Teachers unions say that charter schools sap resources from school districts, who get paid by the state based on the number of students in their seats each day. In Los Angeles and Oakland striking teachers have demanded that their school boards curb charter growth.
The new contract with teachers in Los Angeles Unified that ended the strike in January included an agreement to ask the Legislature and Gov. Newsom to impose an eight to 10-month moratorium on charter schools in the district while the state studies the financial impact and other effects of charter schools. Oakland Unified’s school board and teachers have made a similar request.
In response, earlier this month, Newsom called on State Superintendent of Public Instruction Tony Thurmond to establish a panel to research the impact of charter school growth on district finances. The panel, which is still being formed, will report back to Newsom on July 1.
This is the first time there has been an in-depth look at the financial impact of charter schools since the passage of California’s first charter law in 1992. The law prohibits school boards from taking the financial impact of a charter school on their district into account when deciding whether to grant or reauthorize a charter.
Los Angeles has 227 charter schools with 110,000 students — about one-sixth of its student population. Oakland has 50,000 students, with about a third attending 44 charter schools.
Marquez said he hoped that Senate Bill 126 would encourage more collaboration between school districts and charter schools.
“Hopefully, we will take this cudgel off the table for our opponents, to perhaps de-escalate some of the rhetoric around charter schools being for-profit centers and our board members looking to get into the work of public education to line their pockets,” he said. “We couldn’t disagree with those assertions more vehemently. So, hopefully settling this area in law will put those falsehoods to bed.”
Seth Bramble, legislative advocate for the California Teachers Association, the teachers’ union, said charter schools were established to encourage innovation and to share best practices. “But the people cannot learn from this innovation if the people’s business is being conducted in private,” he said.
Assemblyman Kevin McCarty, D-Sacramento, said there are other charter school accountability and financial oversight proposals being considered.

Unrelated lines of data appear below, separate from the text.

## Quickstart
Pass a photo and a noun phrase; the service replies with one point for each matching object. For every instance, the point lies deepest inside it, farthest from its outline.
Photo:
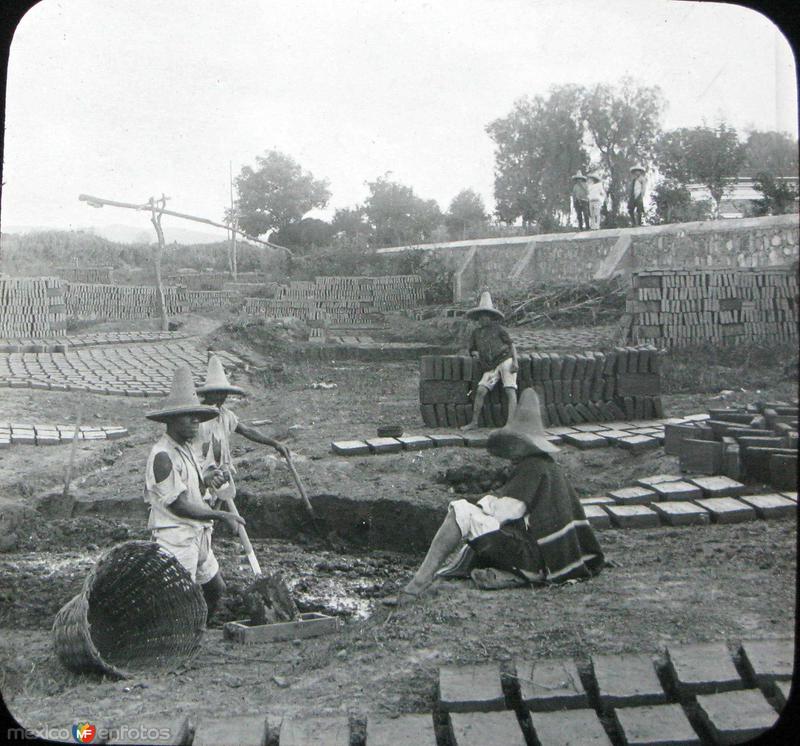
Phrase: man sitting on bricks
(496, 352)
(535, 532)
(213, 442)
(176, 487)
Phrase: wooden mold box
(310, 624)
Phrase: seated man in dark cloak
(535, 532)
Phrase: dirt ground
(663, 585)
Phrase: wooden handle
(245, 540)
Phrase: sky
(125, 99)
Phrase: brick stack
(118, 301)
(193, 300)
(32, 306)
(758, 443)
(674, 308)
(198, 280)
(340, 301)
(573, 388)
(89, 275)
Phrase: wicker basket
(139, 609)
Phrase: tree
(396, 215)
(624, 122)
(276, 194)
(538, 149)
(772, 153)
(306, 234)
(711, 156)
(779, 196)
(674, 204)
(466, 213)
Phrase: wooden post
(158, 252)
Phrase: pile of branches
(593, 302)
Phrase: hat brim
(474, 313)
(203, 413)
(235, 390)
(500, 441)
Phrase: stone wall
(500, 264)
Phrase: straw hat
(485, 305)
(216, 380)
(526, 426)
(182, 399)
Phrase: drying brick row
(573, 388)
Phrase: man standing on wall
(636, 194)
(580, 199)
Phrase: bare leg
(480, 395)
(447, 538)
(511, 395)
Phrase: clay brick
(768, 660)
(480, 729)
(584, 441)
(650, 482)
(405, 730)
(678, 491)
(550, 685)
(243, 730)
(700, 456)
(638, 443)
(783, 470)
(727, 510)
(771, 506)
(569, 728)
(415, 442)
(442, 441)
(659, 725)
(679, 513)
(627, 681)
(735, 717)
(350, 447)
(321, 731)
(705, 668)
(674, 435)
(632, 516)
(718, 486)
(384, 445)
(471, 688)
(633, 496)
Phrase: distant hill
(128, 234)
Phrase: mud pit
(665, 585)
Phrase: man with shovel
(176, 487)
(213, 442)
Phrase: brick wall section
(499, 263)
(674, 308)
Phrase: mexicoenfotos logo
(84, 732)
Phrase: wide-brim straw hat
(486, 306)
(526, 426)
(217, 381)
(182, 399)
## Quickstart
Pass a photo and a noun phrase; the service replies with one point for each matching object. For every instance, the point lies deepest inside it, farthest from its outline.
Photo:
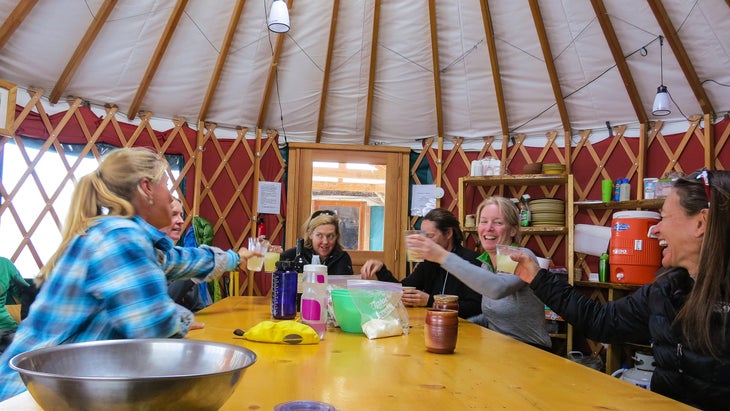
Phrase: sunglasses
(323, 212)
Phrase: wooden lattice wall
(652, 154)
(217, 181)
(220, 174)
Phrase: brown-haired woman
(685, 313)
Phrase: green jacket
(11, 287)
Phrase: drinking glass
(412, 256)
(505, 264)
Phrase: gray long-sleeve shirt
(509, 306)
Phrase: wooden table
(487, 371)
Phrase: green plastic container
(346, 312)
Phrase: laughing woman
(685, 312)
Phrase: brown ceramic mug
(441, 330)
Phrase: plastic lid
(637, 214)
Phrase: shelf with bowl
(515, 180)
(607, 285)
(652, 204)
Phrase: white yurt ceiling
(385, 72)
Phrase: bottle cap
(284, 265)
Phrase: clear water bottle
(314, 303)
(284, 291)
(525, 214)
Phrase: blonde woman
(108, 278)
(323, 239)
(508, 305)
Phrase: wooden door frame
(299, 189)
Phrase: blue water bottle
(284, 291)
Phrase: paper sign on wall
(423, 199)
(269, 197)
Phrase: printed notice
(269, 197)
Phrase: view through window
(356, 191)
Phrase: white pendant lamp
(661, 100)
(279, 17)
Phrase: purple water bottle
(284, 291)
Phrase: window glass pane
(356, 191)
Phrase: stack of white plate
(547, 212)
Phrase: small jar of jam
(446, 302)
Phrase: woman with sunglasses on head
(108, 278)
(323, 239)
(685, 313)
(429, 277)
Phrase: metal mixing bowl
(142, 374)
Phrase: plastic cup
(257, 245)
(606, 190)
(505, 264)
(412, 256)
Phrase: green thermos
(603, 270)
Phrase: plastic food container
(346, 312)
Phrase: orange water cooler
(634, 256)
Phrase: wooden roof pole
(327, 66)
(256, 176)
(198, 161)
(554, 81)
(618, 57)
(681, 54)
(371, 72)
(14, 20)
(221, 60)
(81, 49)
(272, 73)
(623, 69)
(496, 77)
(437, 94)
(709, 144)
(156, 58)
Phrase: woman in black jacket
(684, 313)
(323, 238)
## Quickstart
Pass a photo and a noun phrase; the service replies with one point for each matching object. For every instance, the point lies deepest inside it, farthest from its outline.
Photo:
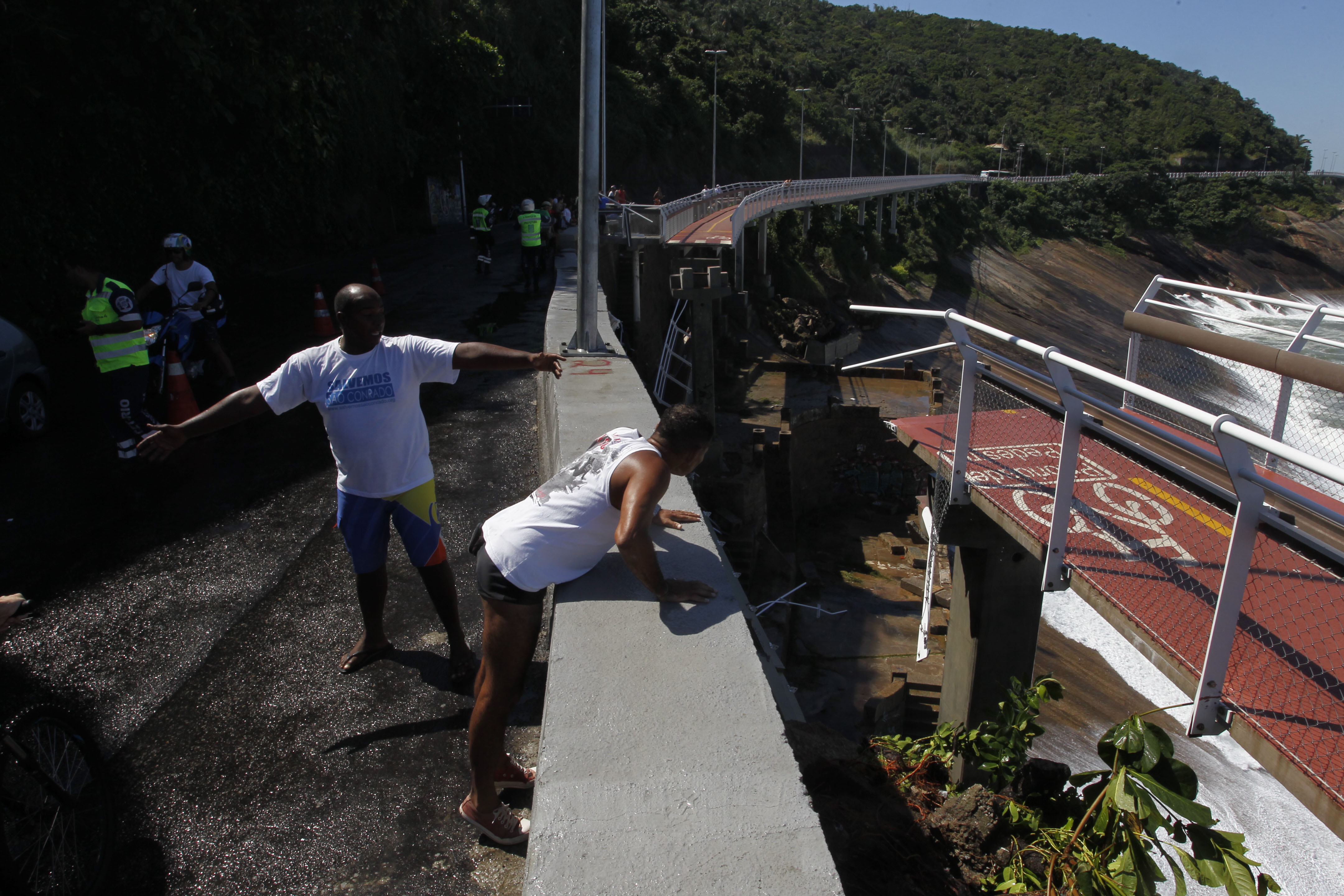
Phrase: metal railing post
(1061, 516)
(960, 492)
(1286, 386)
(1136, 340)
(1250, 499)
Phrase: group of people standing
(366, 387)
(114, 320)
(539, 229)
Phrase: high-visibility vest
(114, 351)
(531, 225)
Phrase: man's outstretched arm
(486, 357)
(646, 477)
(234, 409)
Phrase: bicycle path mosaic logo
(370, 389)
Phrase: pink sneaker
(515, 776)
(501, 825)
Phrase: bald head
(354, 295)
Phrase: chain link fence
(1303, 416)
(1158, 550)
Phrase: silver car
(23, 385)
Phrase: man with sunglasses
(191, 289)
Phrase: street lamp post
(803, 123)
(854, 119)
(714, 164)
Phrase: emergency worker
(531, 223)
(118, 338)
(483, 219)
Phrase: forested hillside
(280, 129)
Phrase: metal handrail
(1232, 438)
(1265, 328)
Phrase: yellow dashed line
(1185, 508)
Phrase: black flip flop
(362, 659)
(465, 668)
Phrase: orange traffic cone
(322, 318)
(378, 281)
(182, 404)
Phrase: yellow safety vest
(531, 225)
(114, 351)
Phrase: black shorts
(492, 584)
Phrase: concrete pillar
(761, 236)
(994, 621)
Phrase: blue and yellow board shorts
(365, 526)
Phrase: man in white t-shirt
(367, 389)
(191, 289)
(609, 495)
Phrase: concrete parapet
(663, 762)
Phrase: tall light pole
(803, 123)
(714, 166)
(853, 120)
(586, 338)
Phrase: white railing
(1233, 456)
(803, 194)
(682, 213)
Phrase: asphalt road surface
(199, 628)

“One thing I’m exploring is a notion of a cap for new charter schools in California that will allow some capacity for charter schools to expand when low-performing schools are phased out or shut down,” McCarty said. “This will give some stability to some school districts in California related to declining enrollments.”
Some districts have so many charter schools that it is unsustainable for them financially, he said.
“It isn’t an aversion to charter schools as a whole, but their financial impact on the fiscal well-being of school districts across California and year-after-year growth in (charter) school population,” McCarty said.
Senate Bill 126 is moving quickly. It was introduced on Jan. 10, passed the Senate Education Committee Feb. 19 at its first meeting of the year and was approved on the Senate floor two days later.
“I think this is a great way to start off the year,” Leyva said.